Nesta semana o NEPFE discutiu a questão de gênero, principalmente no contexto educacional.
por Ravena Araújo e Thâmara Agnes
O corpo,
assim como tudo que é visível dentro da sociedade, é um lugar de controle
social. Existem normas e julgamentos morais atribuídos aos corpos,
principalmente no que diz respeito às relações de gênero.
Pensemos
em um casal gravido, geralmente a primeira pergunta que um conhecido faz a eles
é: “É menino ou menina?”. E partir da resposta que se desdobra a linha em que
esse bebê vai vir a ser no mundo. A sociedade dualista oferece em primeira
instância duas cores pra o novo enxoval do bebê e dois modelos de criação da
criança (no âmbito familiar e escolar) para que cada gênero exerça com eficácia
seu papel quando adulto e, todas essas experiências são apreendidas pelos
corpos, pois através deles o mundo é significado.
O
corpo humano nas instituições sociais é reduzido ao corpo biológico, de acordo
com as funções atribuídas aos sexos (macho, fêmea) foram postulados e
transmitidos papeis sociais, ou seja, o homem é forte, viril, determinado, por
tanto provedor e chefe do lar; a mulher é frágil, sensível, logo, protetora da
cria e cuidadora do lar. E isso se reflete durante a infância nos tipos de
brincadeiras determinadas para cada gênero, e ainda que o cenário social esteja
se modificando, os julgamentos morais ainda expressam estes moldes, havendo a
necessidade de desnaturalizar os papeis de gênero e alargar os conceitos de
feminino e masculino.
Para
além de papeis sociais, o binarismo compreende apenas a heterossexualidade
enquanto normalidade, bem como a expressão corporal e identidade de gênero
condizentes com o sexo biológico. Há uma inscrição da feminilidade e
masculinidade nos corpos e na mente dos seres, e todos que fogem a esse padrão
são coagidos a se encaixarem a qualquer custo.
Fica
evidente, então, a preocupação de desnaturalizar os sujeitos de corpos
estáticos-lineares, para isso, utilizaremos conceitos da fenomenologia. As
discussões aqui levantadas sobre gênero trazem a partir da perspectiva
heideggeriana, a questão acerca do Dasein, na qual descreve-se a forma e a
condição do humano, como presença da existência, da qual, segundo Merleau
Ponty, desvela-se através do corpo.
O
que é um corpo feminino? Ou masculino? Os contornos dos corpos não são rígidos,
o corpo não é propriedade do sujeito, não existe a separação entre corpo e
mente postulada pela ciência. Há uma intensa conexão, pois somos um corpo e, portanto, não há sujeito desvinculado de corpo.

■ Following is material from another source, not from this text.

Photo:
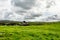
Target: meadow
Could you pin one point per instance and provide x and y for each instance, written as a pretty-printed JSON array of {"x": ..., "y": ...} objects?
[{"x": 44, "y": 31}]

Na perspectiva fenomenológica-existencial “a existência precede a essência”,
isso quer dizer que nascemos, somos lançados no mundo e a partir das nossas
vivências, relações e escolhas tecemos quem somos em um processo constante que
só se finda com a morte. Somos seres de possibilidades, fluidez, somos nosso
corpo, logo, o corpo também é abertura e passível de modificação. De modo que o
adestramento dos corpos é falível.
Gênero
é uma construção social, ou seja, os corpos também o são, construções
culturais, não se nasce homem ou mulher aos moldes sociais, nascemos pessoas e
nos tornamos, homens ou mulheres e com características de ambos. Somos corpos
possíveis, corpo vívidos que produzem novos sentidos constantemente, ainda que a
sociedade suplantada por normas e moralidades seja limitadora e tente nos
limitar. Deixamos aqui o convite pra que você, leitor, reflita sobre o copo
reduzido ao orgânico e tente compreende-lo a partir de uma dimensão cultural da
existência.
Somos
corpos possíveis...
Indicação de leituras:
LOPES, Maycon
Silva. Notas para uma fenomenologia queer. In: II Encontro Baiano de Estudos em
Cultura, 2009. Anais do II EBECULT.
ROEHE,
Marcelo Vial and DUTRA, Elza.Dasein, o entendimento de Heidegger sobre o modo de ser humano. Av.
Psicol. Latinoam. [online]. 2014, vol.32, n.1, pp. 105-113.